In an order written by Circuit Judge Victor Hill, he states the Farrow case has been racially charged since the beginning. Judge Hill sites a past case in which a police officer was involved. In May 2000, Officer David Turner, who is black, became involved in an altercation with a white citizen, after the citizen approached him in during a traffic stop. The white citizen, Leo Calvallaro, Jr., suffered a fractured skull and eventually slipped into a coma and died from his injuries. Hill says Officer Turner was put on trial, which ended in a hung jury. He says during a second trial of the same officer, he was convicted.
"In that case, a panel of Crittenden County citizens, on two separate occasions, had the opportunity to pass upon the conduct of the black officer. In the instant matter [of Farrow and Sammis], the white officer approached the black citizen, who, from all accounts, was where he had every right to be, doing what he had every right to be doing, and the black citizen wound up dead. In start contrast to the former case, it appears that every mechanism allowed by law has been interposed to prevent the officer in the latter case from answering to a panel of Crittenden County citizens about the propriety or impropriety of his actions."

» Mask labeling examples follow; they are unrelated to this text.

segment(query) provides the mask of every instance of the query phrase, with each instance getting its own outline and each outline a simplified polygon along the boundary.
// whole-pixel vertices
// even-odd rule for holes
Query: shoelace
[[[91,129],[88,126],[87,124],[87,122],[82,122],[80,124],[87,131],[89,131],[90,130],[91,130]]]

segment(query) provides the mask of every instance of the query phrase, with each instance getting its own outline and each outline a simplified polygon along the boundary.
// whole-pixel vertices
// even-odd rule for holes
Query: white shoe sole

Judge Hill goes on to talk about problems he has had with West Memphis Police. In the order, he states he is the only black judge of eleven serving the Second Judicial Circuit.
"...there have been those persons in positions of responsibility and authority, who have made it known that they have only disdain for the rights of blacks and the authority of the sole black judge in the district. The assistance [sic] chief of police of West Memphis has filed a series of frivolous and racially motivated complaints against the only black circuit judge. In his most recent attempt, he was joined by the city attorney. Whether deliberately or subconsciously, these, and others like them have sought to make it clear that they haver no respect for the rights of blacks. The assistant chief's open racism has brought no sanction upon him."

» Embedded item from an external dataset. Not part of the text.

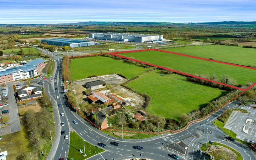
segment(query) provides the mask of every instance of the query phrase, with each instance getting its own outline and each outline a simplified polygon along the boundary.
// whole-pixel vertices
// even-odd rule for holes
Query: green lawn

Judge Hill writes that he believes Officer Sammis should have been tried before a jury panel, just as Officer Turner was in the case mentioned previously.
"They would have had the evidence placed before them and they would have passed upon the presence or absence of criminal liability on Officer Sammis' part, just as happened in Officer Turner's case, and the court believes, just as would have happened here if the officer involved were black and the child was white."
Judge Hill says presenting the case before a grand jury may be the only occasion the citizens of Crittenden County will have to hear a first-hand account of what really happened the night Farrow was killed.
Judge Hill concludes the order by saying, "The life of the young black citizen is no less valuable than that of the white citizen who died following an altercation with a police officer. Our system should tolerate not even the least suggestion that it is so."